MuSe-CarASTE: A comprehensive dataset for aspect sentiment triplet extraction in automotive review videos
Code and Data for the following paper MuSe-CarASTE: A comprehensive dataset for aspect sentiment triplet extraction in automotive review videos
Aspect Sentiment Triplet Extraction (ASTE) Annotations for the MuSe-Car Dataset - A multi-modal dataset consisting of many hours of video footage from YouTube and transcripts of reviewing automotive vehicles, mainly in English language. The largest dataset repository curated for ASTE.
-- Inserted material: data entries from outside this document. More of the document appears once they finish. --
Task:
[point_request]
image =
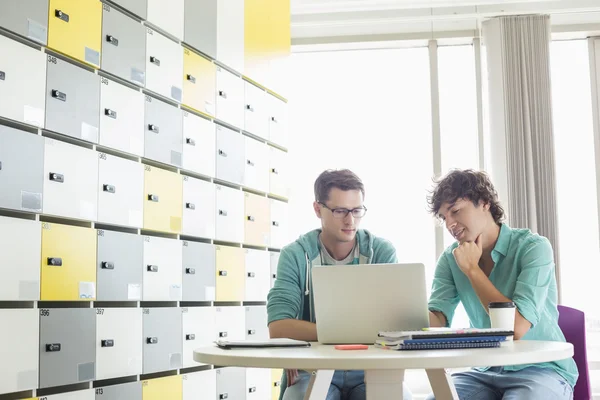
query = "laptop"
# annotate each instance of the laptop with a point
(354, 302)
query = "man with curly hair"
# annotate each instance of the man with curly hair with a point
(492, 262)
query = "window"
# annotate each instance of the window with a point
(369, 111)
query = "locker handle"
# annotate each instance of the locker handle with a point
(112, 40)
(57, 94)
(155, 61)
(57, 177)
(61, 15)
(109, 188)
(55, 261)
(52, 347)
(108, 265)
(110, 113)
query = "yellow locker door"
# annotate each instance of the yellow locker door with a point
(75, 29)
(163, 199)
(231, 269)
(275, 383)
(68, 263)
(170, 387)
(257, 219)
(199, 83)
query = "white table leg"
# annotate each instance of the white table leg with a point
(442, 385)
(383, 384)
(319, 383)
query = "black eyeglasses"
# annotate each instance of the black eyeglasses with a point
(343, 212)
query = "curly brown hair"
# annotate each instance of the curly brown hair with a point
(468, 184)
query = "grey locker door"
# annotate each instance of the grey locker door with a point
(164, 132)
(231, 383)
(67, 346)
(162, 339)
(230, 155)
(72, 100)
(198, 271)
(119, 266)
(201, 26)
(28, 18)
(21, 170)
(136, 7)
(126, 391)
(123, 46)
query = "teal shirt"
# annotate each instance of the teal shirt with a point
(524, 271)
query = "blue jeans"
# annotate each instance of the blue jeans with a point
(531, 383)
(345, 385)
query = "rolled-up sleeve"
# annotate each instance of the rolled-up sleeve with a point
(444, 296)
(535, 278)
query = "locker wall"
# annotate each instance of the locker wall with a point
(136, 137)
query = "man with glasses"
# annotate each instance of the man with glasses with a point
(339, 196)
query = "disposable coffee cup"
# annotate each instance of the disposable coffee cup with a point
(502, 315)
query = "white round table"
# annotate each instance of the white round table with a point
(384, 369)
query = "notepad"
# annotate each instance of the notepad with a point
(256, 344)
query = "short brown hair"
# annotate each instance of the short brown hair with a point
(343, 179)
(469, 184)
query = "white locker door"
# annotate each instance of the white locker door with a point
(70, 181)
(230, 98)
(258, 267)
(258, 383)
(256, 169)
(198, 208)
(229, 214)
(118, 344)
(199, 143)
(199, 324)
(120, 191)
(198, 385)
(279, 224)
(22, 82)
(164, 65)
(230, 323)
(168, 17)
(162, 269)
(278, 173)
(256, 115)
(277, 121)
(20, 354)
(230, 33)
(21, 248)
(121, 118)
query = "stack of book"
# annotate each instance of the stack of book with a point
(442, 338)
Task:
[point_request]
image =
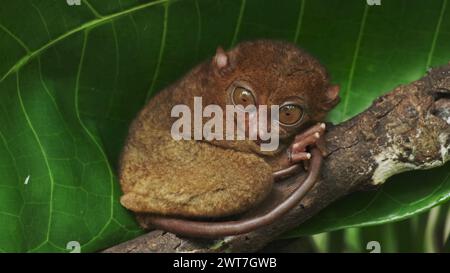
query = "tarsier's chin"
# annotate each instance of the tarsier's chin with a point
(196, 178)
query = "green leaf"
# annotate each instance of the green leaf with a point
(73, 77)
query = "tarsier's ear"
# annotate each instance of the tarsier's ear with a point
(221, 61)
(331, 97)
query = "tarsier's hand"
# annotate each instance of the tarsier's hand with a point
(298, 153)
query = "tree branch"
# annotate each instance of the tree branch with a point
(404, 130)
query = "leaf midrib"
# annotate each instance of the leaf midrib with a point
(88, 25)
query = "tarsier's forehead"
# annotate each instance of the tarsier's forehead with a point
(280, 59)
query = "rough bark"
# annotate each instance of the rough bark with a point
(406, 129)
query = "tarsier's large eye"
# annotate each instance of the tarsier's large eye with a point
(243, 96)
(290, 114)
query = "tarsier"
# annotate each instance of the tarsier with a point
(177, 183)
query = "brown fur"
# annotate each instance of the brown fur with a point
(213, 179)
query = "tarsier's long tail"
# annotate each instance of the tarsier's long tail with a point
(204, 229)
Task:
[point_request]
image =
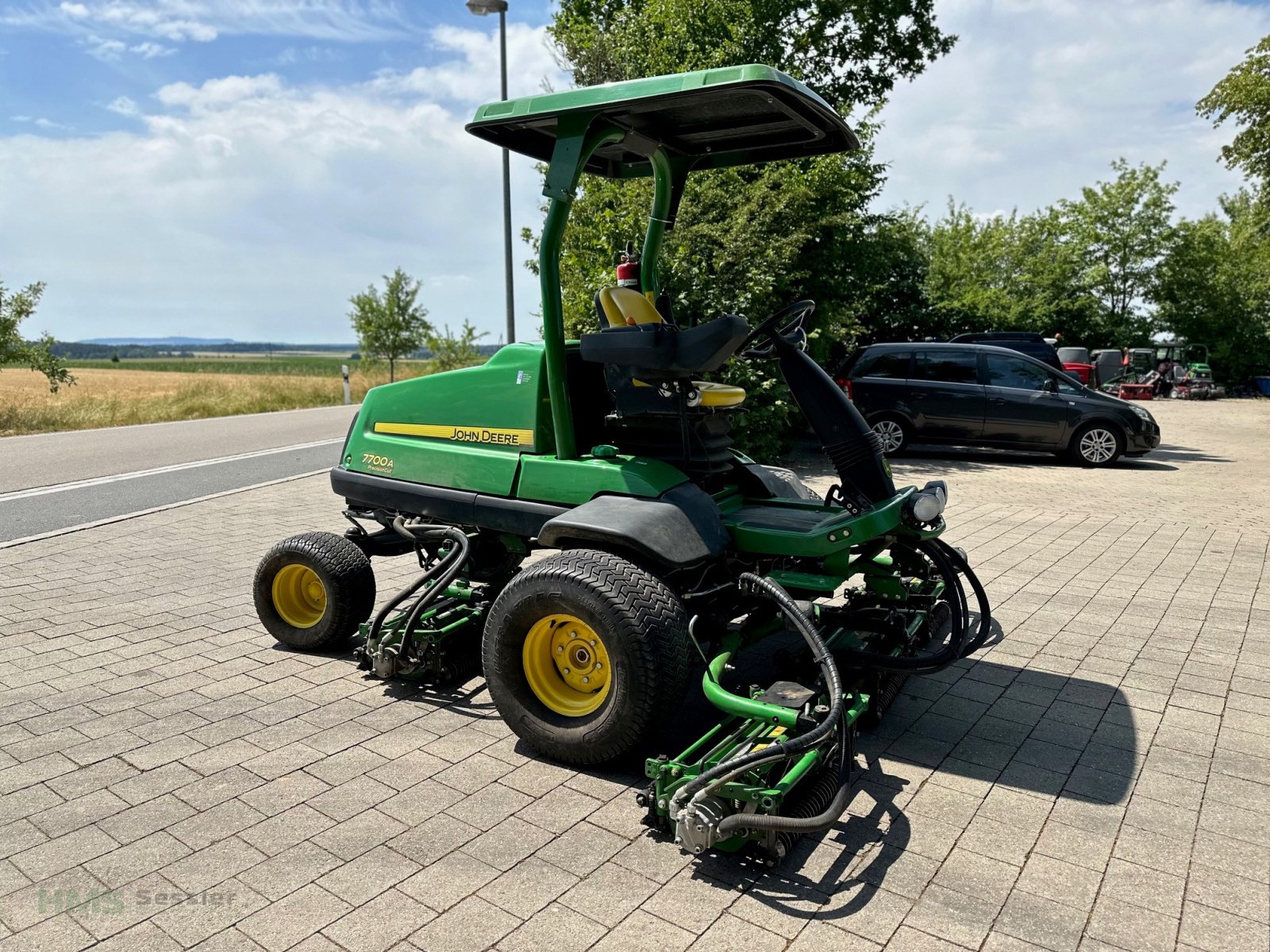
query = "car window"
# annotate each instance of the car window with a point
(948, 366)
(883, 363)
(1015, 374)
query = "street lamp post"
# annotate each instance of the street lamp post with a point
(482, 8)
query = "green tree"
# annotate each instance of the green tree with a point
(391, 324)
(752, 239)
(14, 349)
(1244, 97)
(1214, 286)
(1007, 273)
(1123, 228)
(454, 351)
(852, 52)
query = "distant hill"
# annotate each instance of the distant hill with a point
(159, 342)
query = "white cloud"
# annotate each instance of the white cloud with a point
(149, 50)
(1039, 95)
(248, 207)
(38, 122)
(201, 21)
(105, 50)
(124, 107)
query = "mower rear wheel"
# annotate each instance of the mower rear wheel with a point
(313, 590)
(586, 654)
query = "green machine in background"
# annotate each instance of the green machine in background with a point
(670, 547)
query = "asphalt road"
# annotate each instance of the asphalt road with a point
(59, 480)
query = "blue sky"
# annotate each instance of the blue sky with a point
(239, 168)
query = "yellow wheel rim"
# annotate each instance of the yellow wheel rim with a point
(298, 596)
(567, 666)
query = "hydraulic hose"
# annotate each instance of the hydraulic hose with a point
(452, 564)
(958, 645)
(779, 750)
(410, 532)
(963, 566)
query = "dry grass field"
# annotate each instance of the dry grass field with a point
(118, 397)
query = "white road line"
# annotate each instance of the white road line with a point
(175, 467)
(124, 517)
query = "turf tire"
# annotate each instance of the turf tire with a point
(645, 630)
(346, 574)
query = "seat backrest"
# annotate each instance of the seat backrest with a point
(625, 306)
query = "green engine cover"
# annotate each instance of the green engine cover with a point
(488, 429)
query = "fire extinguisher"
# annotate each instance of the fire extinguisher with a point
(628, 271)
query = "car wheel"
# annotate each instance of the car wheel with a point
(892, 433)
(1096, 444)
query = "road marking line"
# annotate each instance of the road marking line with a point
(124, 517)
(175, 467)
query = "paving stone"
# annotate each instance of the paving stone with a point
(1043, 922)
(610, 894)
(470, 926)
(641, 931)
(560, 930)
(1216, 931)
(286, 922)
(379, 924)
(1143, 886)
(952, 916)
(1130, 927)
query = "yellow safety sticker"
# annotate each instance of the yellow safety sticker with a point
(488, 436)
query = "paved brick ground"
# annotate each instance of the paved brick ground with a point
(1098, 780)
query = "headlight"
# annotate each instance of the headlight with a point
(927, 505)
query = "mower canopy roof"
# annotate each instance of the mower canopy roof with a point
(711, 118)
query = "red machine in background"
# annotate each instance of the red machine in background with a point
(1077, 362)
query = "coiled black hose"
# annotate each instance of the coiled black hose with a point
(446, 565)
(780, 749)
(960, 641)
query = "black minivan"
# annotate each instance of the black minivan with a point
(990, 397)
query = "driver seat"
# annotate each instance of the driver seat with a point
(622, 308)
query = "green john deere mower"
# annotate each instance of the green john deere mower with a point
(667, 545)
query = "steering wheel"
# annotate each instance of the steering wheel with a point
(791, 321)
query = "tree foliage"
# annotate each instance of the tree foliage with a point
(1214, 286)
(1123, 228)
(852, 52)
(1006, 273)
(1244, 97)
(391, 324)
(14, 349)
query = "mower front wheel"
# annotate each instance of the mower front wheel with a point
(313, 590)
(586, 654)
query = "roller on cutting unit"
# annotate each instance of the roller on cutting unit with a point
(670, 552)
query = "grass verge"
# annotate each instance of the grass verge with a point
(121, 397)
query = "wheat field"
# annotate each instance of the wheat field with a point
(118, 397)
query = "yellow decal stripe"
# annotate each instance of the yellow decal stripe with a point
(489, 436)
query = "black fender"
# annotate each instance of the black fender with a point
(677, 530)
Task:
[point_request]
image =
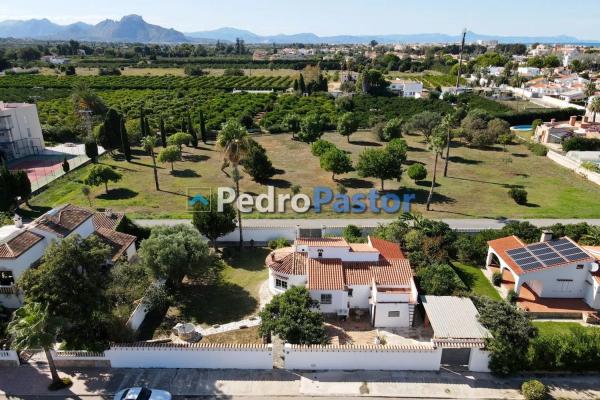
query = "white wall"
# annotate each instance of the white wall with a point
(479, 360)
(362, 358)
(383, 321)
(200, 356)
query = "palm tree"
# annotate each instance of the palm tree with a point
(436, 146)
(149, 143)
(32, 327)
(594, 107)
(235, 143)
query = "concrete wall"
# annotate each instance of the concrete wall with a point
(196, 356)
(422, 358)
(574, 166)
(9, 358)
(479, 360)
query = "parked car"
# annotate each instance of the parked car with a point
(140, 393)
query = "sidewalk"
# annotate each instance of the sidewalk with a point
(32, 381)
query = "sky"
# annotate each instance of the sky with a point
(333, 17)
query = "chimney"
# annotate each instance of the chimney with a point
(18, 221)
(546, 236)
(573, 120)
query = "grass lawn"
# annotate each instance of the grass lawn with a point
(476, 186)
(475, 280)
(233, 297)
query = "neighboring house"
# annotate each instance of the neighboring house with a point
(406, 88)
(372, 277)
(20, 131)
(22, 245)
(555, 269)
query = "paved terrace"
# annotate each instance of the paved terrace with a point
(31, 382)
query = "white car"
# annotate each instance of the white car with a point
(139, 393)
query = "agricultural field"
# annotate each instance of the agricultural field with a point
(476, 186)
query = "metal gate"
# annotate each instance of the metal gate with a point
(308, 232)
(456, 356)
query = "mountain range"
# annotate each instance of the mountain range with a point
(133, 28)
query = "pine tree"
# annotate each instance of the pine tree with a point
(202, 127)
(163, 132)
(125, 142)
(192, 131)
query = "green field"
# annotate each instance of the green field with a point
(477, 283)
(476, 186)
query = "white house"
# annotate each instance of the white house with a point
(550, 268)
(20, 131)
(406, 88)
(374, 277)
(23, 245)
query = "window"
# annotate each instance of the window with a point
(280, 283)
(326, 299)
(6, 278)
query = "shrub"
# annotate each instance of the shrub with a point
(417, 172)
(278, 243)
(534, 390)
(497, 278)
(518, 195)
(321, 147)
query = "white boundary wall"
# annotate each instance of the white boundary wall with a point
(191, 356)
(479, 360)
(392, 358)
(9, 358)
(574, 166)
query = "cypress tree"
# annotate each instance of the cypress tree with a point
(125, 148)
(192, 131)
(202, 128)
(163, 132)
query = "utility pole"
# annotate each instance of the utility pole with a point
(449, 127)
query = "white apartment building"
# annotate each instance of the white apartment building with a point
(20, 131)
(406, 88)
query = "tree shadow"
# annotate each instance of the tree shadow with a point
(367, 143)
(356, 183)
(195, 157)
(186, 173)
(118, 194)
(462, 160)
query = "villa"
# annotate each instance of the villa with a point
(552, 276)
(22, 246)
(373, 278)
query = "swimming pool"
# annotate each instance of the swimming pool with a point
(521, 128)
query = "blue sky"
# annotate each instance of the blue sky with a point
(578, 18)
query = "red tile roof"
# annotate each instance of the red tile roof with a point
(117, 241)
(387, 249)
(19, 244)
(324, 242)
(502, 245)
(63, 221)
(325, 274)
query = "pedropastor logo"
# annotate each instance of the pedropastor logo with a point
(322, 199)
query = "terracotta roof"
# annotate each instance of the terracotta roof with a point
(117, 241)
(325, 274)
(502, 245)
(101, 220)
(63, 221)
(324, 242)
(387, 249)
(19, 244)
(288, 263)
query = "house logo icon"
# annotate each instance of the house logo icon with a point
(198, 199)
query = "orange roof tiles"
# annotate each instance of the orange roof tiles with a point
(388, 250)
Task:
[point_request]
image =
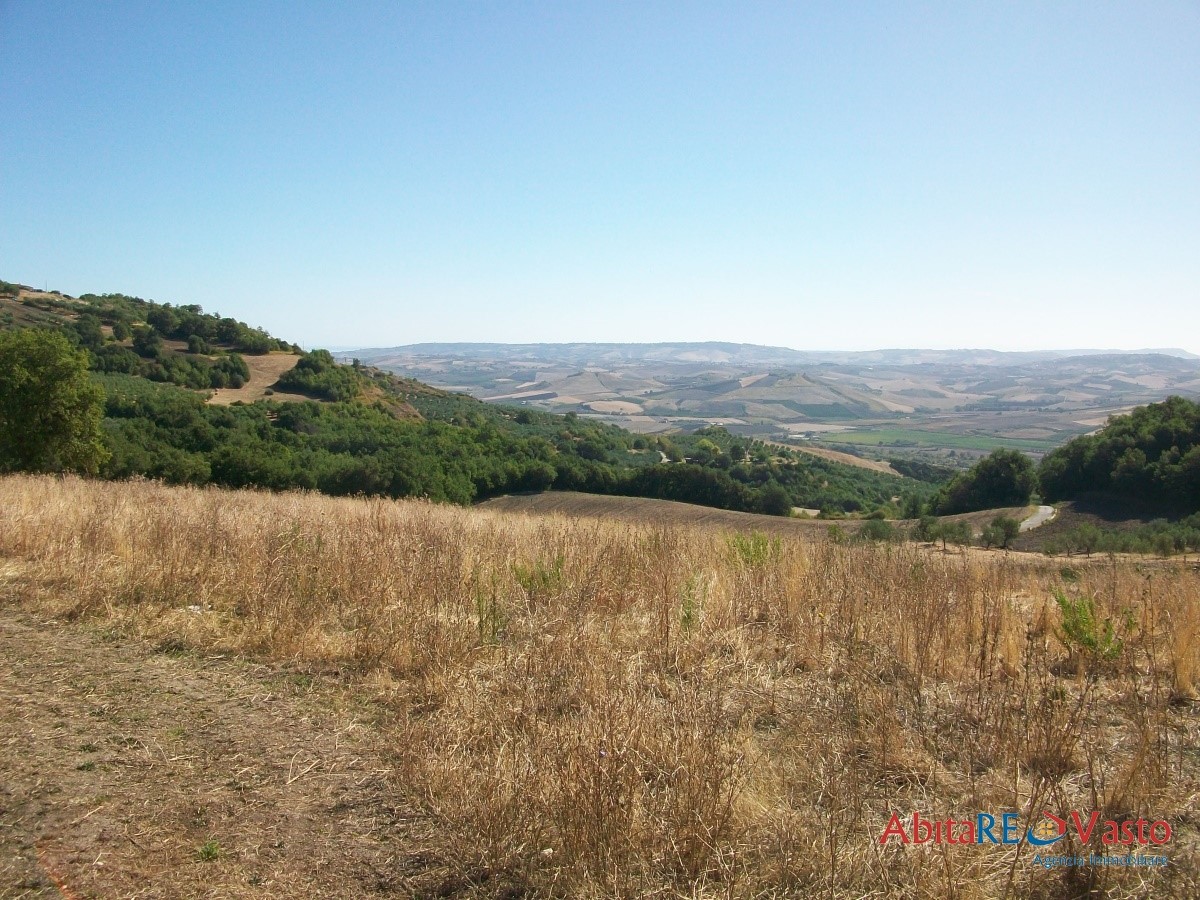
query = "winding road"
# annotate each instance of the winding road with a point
(1041, 517)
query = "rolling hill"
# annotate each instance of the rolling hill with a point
(192, 397)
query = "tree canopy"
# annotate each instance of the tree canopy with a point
(1003, 478)
(49, 408)
(1152, 455)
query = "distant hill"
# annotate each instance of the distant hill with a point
(930, 406)
(193, 397)
(737, 354)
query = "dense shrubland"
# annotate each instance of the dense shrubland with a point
(1152, 455)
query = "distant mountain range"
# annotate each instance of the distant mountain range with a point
(735, 354)
(891, 400)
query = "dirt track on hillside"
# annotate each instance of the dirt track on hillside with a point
(132, 772)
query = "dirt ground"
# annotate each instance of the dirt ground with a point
(264, 371)
(138, 772)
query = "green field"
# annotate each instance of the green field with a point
(912, 437)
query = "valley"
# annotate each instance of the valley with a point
(943, 406)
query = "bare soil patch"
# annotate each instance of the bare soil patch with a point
(845, 459)
(264, 371)
(129, 772)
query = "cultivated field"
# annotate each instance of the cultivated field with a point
(264, 371)
(553, 707)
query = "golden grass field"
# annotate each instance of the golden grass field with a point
(264, 371)
(581, 708)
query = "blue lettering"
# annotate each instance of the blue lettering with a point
(984, 823)
(1008, 823)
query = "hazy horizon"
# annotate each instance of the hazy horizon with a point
(819, 177)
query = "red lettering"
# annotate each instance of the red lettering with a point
(894, 829)
(922, 831)
(967, 834)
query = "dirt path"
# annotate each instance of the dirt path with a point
(1041, 517)
(129, 772)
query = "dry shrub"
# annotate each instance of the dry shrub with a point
(597, 709)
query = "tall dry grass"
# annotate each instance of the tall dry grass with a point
(589, 709)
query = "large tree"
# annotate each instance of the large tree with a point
(1005, 478)
(49, 408)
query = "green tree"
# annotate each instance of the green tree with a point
(49, 408)
(1005, 478)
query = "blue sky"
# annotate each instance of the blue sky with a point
(814, 175)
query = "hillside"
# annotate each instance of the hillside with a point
(945, 407)
(247, 695)
(193, 397)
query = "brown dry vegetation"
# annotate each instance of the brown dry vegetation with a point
(264, 371)
(595, 709)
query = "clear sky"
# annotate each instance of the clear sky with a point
(815, 175)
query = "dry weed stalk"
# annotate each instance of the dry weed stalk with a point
(593, 709)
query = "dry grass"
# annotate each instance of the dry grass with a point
(599, 709)
(264, 371)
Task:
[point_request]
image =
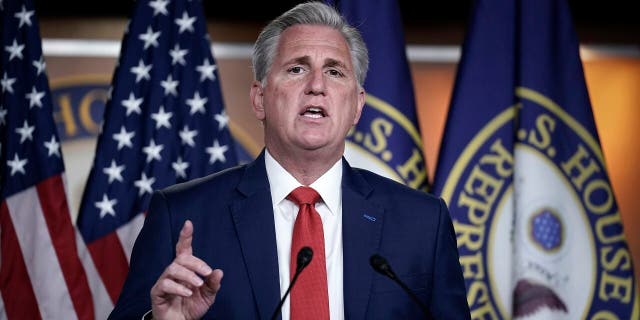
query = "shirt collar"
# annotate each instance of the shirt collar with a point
(282, 183)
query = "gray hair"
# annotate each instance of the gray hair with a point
(309, 13)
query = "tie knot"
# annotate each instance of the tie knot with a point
(304, 195)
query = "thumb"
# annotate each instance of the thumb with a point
(184, 241)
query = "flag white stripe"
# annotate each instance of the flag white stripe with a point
(40, 257)
(101, 301)
(128, 233)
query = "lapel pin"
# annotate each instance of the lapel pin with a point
(370, 218)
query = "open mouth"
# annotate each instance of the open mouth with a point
(313, 112)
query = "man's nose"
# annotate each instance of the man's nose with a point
(316, 83)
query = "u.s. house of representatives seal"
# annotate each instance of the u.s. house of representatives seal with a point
(385, 141)
(540, 236)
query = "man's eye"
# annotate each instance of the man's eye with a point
(295, 70)
(335, 73)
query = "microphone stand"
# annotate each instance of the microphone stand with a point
(303, 259)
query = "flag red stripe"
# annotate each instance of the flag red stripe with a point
(111, 263)
(15, 285)
(56, 214)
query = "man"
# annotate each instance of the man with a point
(250, 221)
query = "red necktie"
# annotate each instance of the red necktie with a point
(309, 296)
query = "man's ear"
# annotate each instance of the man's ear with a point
(361, 100)
(256, 95)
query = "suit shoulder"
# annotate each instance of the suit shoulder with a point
(225, 179)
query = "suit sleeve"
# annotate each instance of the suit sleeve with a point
(152, 253)
(449, 297)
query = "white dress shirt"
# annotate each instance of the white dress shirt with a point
(329, 186)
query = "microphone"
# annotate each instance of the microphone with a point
(303, 259)
(381, 265)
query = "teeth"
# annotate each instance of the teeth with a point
(313, 112)
(313, 115)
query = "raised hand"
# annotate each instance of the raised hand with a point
(187, 288)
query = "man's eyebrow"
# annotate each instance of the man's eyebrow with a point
(334, 63)
(304, 60)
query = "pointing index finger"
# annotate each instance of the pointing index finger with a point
(184, 241)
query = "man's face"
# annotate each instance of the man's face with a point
(311, 97)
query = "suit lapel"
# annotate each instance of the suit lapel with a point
(362, 222)
(253, 218)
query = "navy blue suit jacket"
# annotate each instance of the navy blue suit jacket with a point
(234, 230)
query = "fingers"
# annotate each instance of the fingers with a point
(181, 276)
(213, 282)
(184, 241)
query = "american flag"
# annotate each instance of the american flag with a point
(164, 123)
(42, 274)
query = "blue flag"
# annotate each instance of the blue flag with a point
(387, 138)
(164, 123)
(538, 228)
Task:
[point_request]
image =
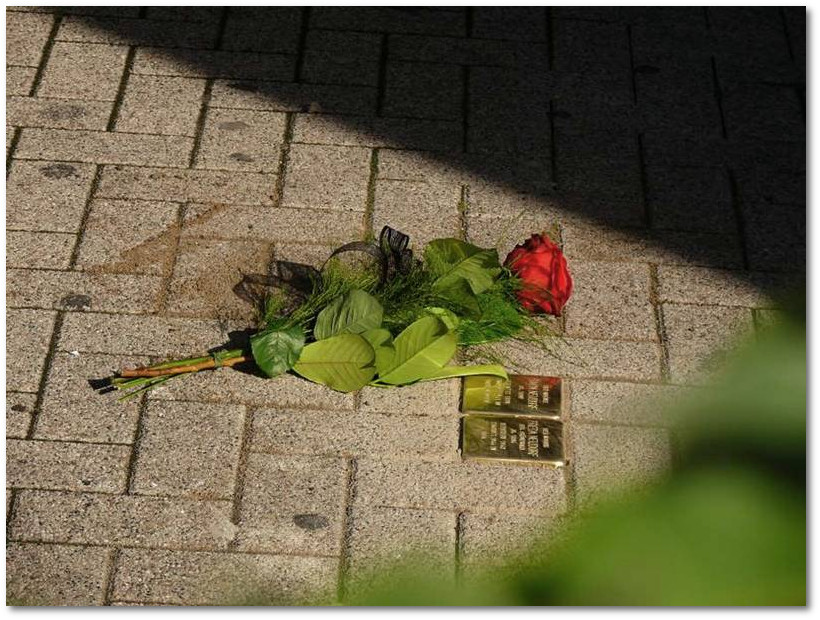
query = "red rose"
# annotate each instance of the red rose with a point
(546, 283)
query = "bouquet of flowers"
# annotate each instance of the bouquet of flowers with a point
(387, 319)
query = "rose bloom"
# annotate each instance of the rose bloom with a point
(542, 268)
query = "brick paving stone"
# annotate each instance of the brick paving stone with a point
(47, 196)
(611, 402)
(333, 227)
(345, 434)
(129, 236)
(693, 199)
(57, 113)
(160, 105)
(72, 411)
(19, 409)
(434, 212)
(341, 58)
(422, 89)
(285, 97)
(138, 335)
(428, 21)
(26, 34)
(62, 466)
(327, 177)
(232, 386)
(610, 301)
(104, 147)
(292, 504)
(699, 337)
(425, 399)
(609, 459)
(459, 486)
(137, 32)
(188, 450)
(28, 334)
(242, 140)
(202, 578)
(73, 291)
(19, 81)
(41, 574)
(263, 30)
(206, 272)
(186, 185)
(98, 519)
(76, 71)
(213, 64)
(405, 133)
(40, 250)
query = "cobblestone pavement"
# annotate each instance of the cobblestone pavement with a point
(156, 153)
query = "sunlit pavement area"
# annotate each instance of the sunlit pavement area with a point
(155, 155)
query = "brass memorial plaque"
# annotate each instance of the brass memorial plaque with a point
(521, 394)
(513, 438)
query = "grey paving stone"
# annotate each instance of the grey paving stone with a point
(138, 32)
(426, 399)
(242, 140)
(161, 105)
(231, 386)
(94, 518)
(74, 291)
(229, 222)
(59, 575)
(346, 434)
(19, 409)
(184, 578)
(71, 411)
(284, 97)
(28, 334)
(26, 34)
(40, 250)
(428, 21)
(434, 212)
(609, 402)
(19, 80)
(327, 177)
(90, 72)
(402, 133)
(481, 487)
(292, 504)
(47, 196)
(186, 185)
(104, 147)
(129, 236)
(65, 466)
(611, 459)
(188, 450)
(57, 113)
(206, 272)
(213, 64)
(138, 335)
(517, 23)
(693, 199)
(423, 90)
(701, 337)
(610, 301)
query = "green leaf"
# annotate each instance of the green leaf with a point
(276, 351)
(343, 363)
(382, 342)
(421, 350)
(467, 371)
(352, 313)
(452, 260)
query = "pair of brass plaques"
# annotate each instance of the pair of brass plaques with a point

Aspect Sentiment Triplet Extraction (ASTE) within the automotive review domain. ASTE as a task was introduced by Peng et al. [1], which is one of the tasks among the 7 sub-tasks of aspect-based sentiment analysis (ABSA). It gives a complete picture or story about a product by extracting triplets from review sentences. These tripleS are of the form <a,o,s> consisting of an aspect a, an opinion o, and a sentiment s. For example, from the sentence “the gearbox is rubbish”, the triple (gearbox, rubbish, NEG) is extracted. Sometimes, an additionaly aspect category is also predicted.
Benchmark- Current Benchmark for Aspect Sentiment Triplet Extraction i.e., ASTE-V2[9] Sem-Eval datasets(14lap, 14 res, 15res,16res) all four datasets combined.
This dataset can be applied to:
Aspect Sentiment Triplet Extraction (ASTE)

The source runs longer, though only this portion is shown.